Wer ist mein Bruder, wer ist meine Schwester, wer ist meine Mutter? So fragt Jesus. Ich glaube, auch wir heute können zu seiner Familie gehören, wenn wir dem Willen Gottes folgen, so, wie Jesus es uns lehrt: In der Freiheit und Offenheit, die alles, was zu tun und zu lassen ist, unter das große Gebot der Liebe stellt.
Dass dieser Weg zuweilen schwieriger, ungemütlicher, unberechenbarer und vielleicht sogar weniger erfolgversprechend ist, als der Weg der Abgrenzung und der klaren Regeln, davon müssen wir ausgehen. Aber ich glaube, nur wenn wir dieses Risiko wagen, nur dann sind wir wirklich in seinem Geist unterwegs.
Was heißt das konkret?
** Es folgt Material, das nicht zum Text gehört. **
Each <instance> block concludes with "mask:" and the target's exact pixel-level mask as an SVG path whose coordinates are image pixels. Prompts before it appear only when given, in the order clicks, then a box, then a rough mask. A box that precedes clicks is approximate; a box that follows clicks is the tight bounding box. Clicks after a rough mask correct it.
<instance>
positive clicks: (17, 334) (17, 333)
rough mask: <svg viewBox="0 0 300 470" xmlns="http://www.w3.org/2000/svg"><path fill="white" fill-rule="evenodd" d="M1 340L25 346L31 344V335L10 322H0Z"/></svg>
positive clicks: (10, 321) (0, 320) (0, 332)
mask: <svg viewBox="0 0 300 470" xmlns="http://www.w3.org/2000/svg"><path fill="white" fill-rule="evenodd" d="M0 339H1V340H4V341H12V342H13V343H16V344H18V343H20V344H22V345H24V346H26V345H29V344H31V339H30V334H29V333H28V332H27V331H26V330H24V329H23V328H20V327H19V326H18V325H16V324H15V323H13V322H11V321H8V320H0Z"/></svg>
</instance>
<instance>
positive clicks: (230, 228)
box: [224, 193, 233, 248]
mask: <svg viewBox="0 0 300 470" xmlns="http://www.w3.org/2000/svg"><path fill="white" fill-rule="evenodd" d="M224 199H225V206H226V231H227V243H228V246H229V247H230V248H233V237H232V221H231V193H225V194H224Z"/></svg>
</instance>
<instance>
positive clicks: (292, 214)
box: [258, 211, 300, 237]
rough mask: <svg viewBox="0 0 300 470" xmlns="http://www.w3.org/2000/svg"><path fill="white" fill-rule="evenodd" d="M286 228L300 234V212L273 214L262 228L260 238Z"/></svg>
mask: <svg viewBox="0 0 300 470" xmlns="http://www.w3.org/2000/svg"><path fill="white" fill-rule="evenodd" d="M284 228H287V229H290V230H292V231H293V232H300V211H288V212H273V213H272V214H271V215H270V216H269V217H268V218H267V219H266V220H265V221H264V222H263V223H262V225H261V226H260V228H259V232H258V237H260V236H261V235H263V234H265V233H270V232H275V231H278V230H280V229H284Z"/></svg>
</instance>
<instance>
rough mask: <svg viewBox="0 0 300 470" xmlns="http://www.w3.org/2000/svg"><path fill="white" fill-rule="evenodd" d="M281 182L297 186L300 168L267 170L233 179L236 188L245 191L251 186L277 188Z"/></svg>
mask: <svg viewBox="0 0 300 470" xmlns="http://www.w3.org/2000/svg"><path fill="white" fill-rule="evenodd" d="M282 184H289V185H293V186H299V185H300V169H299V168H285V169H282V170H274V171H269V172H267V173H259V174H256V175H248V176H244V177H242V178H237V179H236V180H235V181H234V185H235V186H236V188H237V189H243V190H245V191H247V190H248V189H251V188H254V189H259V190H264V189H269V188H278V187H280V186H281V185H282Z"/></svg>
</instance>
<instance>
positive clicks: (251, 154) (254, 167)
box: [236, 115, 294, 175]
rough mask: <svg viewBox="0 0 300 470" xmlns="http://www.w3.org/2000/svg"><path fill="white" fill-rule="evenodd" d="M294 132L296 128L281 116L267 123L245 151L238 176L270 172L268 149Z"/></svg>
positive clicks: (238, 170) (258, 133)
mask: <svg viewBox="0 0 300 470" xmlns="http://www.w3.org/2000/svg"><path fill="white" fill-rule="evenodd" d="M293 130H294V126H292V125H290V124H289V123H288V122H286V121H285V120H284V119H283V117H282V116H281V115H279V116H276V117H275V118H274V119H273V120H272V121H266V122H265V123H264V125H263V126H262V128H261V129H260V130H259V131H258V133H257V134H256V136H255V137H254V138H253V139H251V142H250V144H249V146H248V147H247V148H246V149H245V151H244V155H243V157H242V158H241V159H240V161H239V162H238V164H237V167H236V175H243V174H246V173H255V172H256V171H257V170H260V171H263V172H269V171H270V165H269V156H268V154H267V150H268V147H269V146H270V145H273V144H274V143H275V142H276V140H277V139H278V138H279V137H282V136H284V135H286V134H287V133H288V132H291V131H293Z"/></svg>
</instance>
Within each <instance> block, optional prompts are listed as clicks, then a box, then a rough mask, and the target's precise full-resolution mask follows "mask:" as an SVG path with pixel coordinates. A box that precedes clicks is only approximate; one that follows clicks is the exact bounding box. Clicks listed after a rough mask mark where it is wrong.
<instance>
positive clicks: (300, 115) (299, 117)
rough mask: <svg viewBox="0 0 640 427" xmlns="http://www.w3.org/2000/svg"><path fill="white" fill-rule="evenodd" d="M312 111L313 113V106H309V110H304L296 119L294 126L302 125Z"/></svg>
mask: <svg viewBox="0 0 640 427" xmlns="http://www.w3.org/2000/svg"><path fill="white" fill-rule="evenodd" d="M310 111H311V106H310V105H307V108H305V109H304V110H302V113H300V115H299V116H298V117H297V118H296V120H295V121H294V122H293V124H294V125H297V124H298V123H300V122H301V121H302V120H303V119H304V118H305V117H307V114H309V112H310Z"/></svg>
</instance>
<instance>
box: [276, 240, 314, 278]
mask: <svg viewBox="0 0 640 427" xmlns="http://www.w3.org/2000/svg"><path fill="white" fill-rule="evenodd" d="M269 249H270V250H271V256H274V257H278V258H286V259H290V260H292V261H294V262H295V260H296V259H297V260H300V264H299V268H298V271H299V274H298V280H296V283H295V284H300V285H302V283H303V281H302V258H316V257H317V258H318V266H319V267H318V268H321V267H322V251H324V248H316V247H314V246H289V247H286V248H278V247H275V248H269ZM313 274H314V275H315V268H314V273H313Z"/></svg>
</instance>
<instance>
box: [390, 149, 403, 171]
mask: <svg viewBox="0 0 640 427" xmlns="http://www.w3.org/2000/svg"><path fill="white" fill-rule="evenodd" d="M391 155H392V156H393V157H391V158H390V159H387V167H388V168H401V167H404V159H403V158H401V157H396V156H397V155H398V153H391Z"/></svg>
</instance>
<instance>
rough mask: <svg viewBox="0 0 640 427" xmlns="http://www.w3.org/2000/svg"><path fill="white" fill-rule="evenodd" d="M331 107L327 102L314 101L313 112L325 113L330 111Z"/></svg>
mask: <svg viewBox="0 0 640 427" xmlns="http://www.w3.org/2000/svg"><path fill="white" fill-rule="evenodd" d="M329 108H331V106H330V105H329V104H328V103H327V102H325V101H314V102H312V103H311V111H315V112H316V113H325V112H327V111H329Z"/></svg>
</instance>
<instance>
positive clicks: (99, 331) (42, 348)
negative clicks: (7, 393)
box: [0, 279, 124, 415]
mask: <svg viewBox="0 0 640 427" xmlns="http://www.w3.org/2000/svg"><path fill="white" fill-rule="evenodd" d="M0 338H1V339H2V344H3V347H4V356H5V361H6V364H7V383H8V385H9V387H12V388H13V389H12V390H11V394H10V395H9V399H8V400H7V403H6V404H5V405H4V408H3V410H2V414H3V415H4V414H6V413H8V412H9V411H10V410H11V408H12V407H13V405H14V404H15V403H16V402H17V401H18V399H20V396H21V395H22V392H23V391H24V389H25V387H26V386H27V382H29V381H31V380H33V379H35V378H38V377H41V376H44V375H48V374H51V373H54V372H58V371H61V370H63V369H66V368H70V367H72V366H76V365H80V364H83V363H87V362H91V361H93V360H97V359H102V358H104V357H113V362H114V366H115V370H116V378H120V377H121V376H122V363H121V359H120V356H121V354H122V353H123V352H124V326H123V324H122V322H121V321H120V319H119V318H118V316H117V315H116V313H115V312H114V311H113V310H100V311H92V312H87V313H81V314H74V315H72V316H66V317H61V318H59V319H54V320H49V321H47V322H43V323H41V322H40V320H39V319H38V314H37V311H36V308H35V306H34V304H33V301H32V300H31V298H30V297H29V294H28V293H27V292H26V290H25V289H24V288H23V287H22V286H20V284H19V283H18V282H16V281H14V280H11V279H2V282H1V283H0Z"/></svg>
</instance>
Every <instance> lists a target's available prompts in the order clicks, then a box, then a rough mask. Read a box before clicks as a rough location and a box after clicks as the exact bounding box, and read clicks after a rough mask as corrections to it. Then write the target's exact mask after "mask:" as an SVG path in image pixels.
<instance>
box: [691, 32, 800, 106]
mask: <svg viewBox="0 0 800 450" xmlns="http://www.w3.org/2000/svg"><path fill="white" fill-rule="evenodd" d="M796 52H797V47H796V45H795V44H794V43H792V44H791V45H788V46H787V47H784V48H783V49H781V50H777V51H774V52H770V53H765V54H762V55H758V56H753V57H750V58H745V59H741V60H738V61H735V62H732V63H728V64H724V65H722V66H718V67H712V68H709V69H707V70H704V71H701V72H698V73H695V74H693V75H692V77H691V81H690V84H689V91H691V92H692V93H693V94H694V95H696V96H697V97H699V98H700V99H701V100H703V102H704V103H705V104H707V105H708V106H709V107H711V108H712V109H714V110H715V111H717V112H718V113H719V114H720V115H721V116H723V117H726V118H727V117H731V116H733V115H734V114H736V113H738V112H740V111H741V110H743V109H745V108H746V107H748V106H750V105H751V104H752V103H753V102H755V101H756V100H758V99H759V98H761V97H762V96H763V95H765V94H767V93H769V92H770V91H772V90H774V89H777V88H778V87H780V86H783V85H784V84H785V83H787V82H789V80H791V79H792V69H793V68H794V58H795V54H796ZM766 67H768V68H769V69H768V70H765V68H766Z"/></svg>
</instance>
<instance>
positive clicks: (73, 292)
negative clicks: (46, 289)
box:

Nun, einer der Jesus in dieser Freiheit nachgefolgt ist, war Dietrich Bonhoeffer. Der hat in einem kleinen Gedicht im Gefängnis in für mich sehr überzeugender Weise beschrieben, wie sich die Gebote und die Freiheit zueinander verhalten. Das Gedicht heißt „Stationen der Freiheit“ und die ersten beiden Verse dieses Gedichts möchte an den Schluss dieser Predigt stellen.
Zucht
Ziehst du aus, die Freiheit zu suchen, so lerne vor allem
Zucht der Sinne und deiner Seele, dass die Begierden
und deine Glieder dich nicht bald hierhin, bald dorthin führen.
Keusch sei dein Geist und dein Leib, gänzlich dir selbst unterworfen
und gehorsam, das Ziel zu suchen, das ihm gesetzt ist.
Niemand erfährt das Geheimnis der Freiheit, es sei denn durch Zucht.
Tat
Nicht das Beliebige, sondern das Rechte tun und wagen,
nicht im Möglichen schweben, das Wirkliche tapfer ergreifen,
nicht in der Flucht der Gedanken, allein in der Tat ist die Freiheit.
Tritt aus ängstlichem Zögern heraus in den Sturm des Geschehens,
nur von Gottes Gebot und deinem Glauben getragen,
und die Freiheit wird deinen Geist jauchzend empfangen.
Ja, wir brauchen Regeln, an denen wir uns orientieren können. Ihnen zu folgen, ist im Vokabular Bonhoeffers die Zucht. Die Zucht aber ist kein Selbstzweck, sondern sie soll uns zur Freiheit der Kinder Gottes führen. Und die finden wir nur, wenn wir uns nicht ängstlich an falsche Sicherheiten klammern, sondern uns in den Sturm des Lebens zu stellen wagen.
Ja, wir wagen uns damit auf einen unsicheren, konfliktreichen und vielleicht sogar lebensgefährlichen Weg. Aber wir können dadurch sein Das Liebesgebot Jesu erfüllen. Und wir können auch über Generationen hinweg seine wahren Verwandten sein.